I am a novice at this , so all help is much appreciated !
<Mmm, please read here:
http://wetwebmedia.com/formalinart.htm
and here:
http://wetwebmedia.com/brooklynellosisart.htm
and the principal linked files above. Bob Fenner>
Fish with Brooklynella, other protozoan 11/12/06
Hi,
Can someone help us out. We have a 180 gallon tank with live rock and sps coral.
We seem to be having a problem with Brooklynella. We lost a hog fish, Nemo,
copper band, and about to lose more.
<This is likely another protozoan here...>
We are currently setting up a quarantine tank and will be trying to remove the
fish. We will treat with a Formalin dip. Please let us know how many times this
must be done or is it a one time dip. Please let me know how much to use also.
Thanks,
Cindy
<Mmm, three times... moving the livestock into all new water/non-infested system
after... one ounce of stock (37% solution) to a gallon of water (matched pH,
temperature...). Bob Fenner>
Imperator Angel Regurgitating Food After Ich <treatment> Episode
5/8/06
Hello,
<Hi there>
Thank you for the wonderful website. It is truly my reference of
choice.
My 150 gallon FOWLR had been running for over a year with no problems or disease
outbreaks until a water/electric event occurred that tripped the breaker for
several hours while I was at work. The tank dropped to 70-degrees by the time I
got home. I lost a yellow tang three days later and my large Imperator Angel
became infested with Ich.
<... the crypt must have been present...>
I treated in QT with
freshwater dips, UV sterilization, and Formalin followed by CopperSafe for ten
days. He refused to eat while in QT.
<Happens>
I returned him to the display tank and he has generally been free of visible
Ich for about ten days now.
However, he does not express outward interest in food. I have to introduce food
to him with a feeding stick. He will generally go for it when it's near his
mouth. However, when he takes it, he seems to "chew" on it for quite some
time. After he swallows it, his breathing becomes very rapid for the next few
minutes. Eventually, he struggles a bit and shoots the food out of his
mouth. Any thoughts on what is happening here?

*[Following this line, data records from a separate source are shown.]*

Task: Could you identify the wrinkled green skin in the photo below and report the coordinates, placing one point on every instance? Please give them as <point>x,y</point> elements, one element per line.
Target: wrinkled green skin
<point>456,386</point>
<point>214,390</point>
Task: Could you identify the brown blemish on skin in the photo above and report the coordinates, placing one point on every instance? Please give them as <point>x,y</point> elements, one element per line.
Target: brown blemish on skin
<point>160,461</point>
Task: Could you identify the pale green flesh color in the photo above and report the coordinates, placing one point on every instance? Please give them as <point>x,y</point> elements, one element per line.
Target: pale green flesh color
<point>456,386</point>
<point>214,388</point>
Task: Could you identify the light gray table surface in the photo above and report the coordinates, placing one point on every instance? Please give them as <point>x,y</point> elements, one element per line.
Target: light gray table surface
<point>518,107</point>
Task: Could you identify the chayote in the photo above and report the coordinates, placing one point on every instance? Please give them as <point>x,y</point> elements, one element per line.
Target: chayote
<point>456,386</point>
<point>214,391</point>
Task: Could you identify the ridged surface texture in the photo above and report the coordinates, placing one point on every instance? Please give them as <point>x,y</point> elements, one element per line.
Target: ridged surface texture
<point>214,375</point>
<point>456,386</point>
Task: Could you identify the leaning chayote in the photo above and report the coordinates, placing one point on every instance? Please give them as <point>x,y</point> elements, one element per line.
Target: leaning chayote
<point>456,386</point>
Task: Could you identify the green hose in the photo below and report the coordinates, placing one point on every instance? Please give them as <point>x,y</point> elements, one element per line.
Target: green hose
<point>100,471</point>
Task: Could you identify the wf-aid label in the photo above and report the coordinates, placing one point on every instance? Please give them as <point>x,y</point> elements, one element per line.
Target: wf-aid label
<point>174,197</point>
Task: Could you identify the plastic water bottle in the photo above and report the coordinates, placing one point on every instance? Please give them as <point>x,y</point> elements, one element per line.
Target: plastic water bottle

<The lining of this fishs gut was destroyed... mainly by the formalin... will
take a while longer to regenerate>
I have tried all varieties of his favorite foods including krill, silversides,
and Nori.
Again, he accepts them all but has trouble keeping them down.
(Incidentally, I have taken measures to prevent future electrical
catastrophes.) Thanks very much for your assistance.
Fred Warren
<Need to keep trying... perhaps soaking the foods in a vitamin supplement to
enhance their palatability. Bob Fenner>
Marine lighting, quarantine, formalin use 10/29/06
Good morning,
<Gutmorgen!>
Thank you for your wonderful website. It is an extremely valuable tool
for us newcomers to the hobby!
I'll try to keep this concise, while giving you the detail I think you
need.
<Okay>
1.) Set up is a 55 gallon saltwater tank (48 x 13 x 20). There is
50 lbs of Fiji liverock, and another 15 - 20 lbs of "dead" rock, which
we hope will be seeded by the liverock in time. We have been using the
light that came with the tank, which is a useless single 40W fluorescent
bulb. In researching the monstrous amount of information on Wet Web
Media to assist us in upgrading the lighting, we have ruled out metal
halide, and decided to go with Sunlight Supply's Tek T5 HO lighting. We
feel this will give us some better stocking choices over time, as
compared to compact fluorescent lighting. Would you agree?
<Yes, I do>
My question
is whether to go with a 2 lamp fixture (2 at 54W) or a 4 lamp fixture (4
at 54W). My concern is whether the 4 lamp will be too strong for this
size tank, as 216W is about double that when using T5 HO, correct?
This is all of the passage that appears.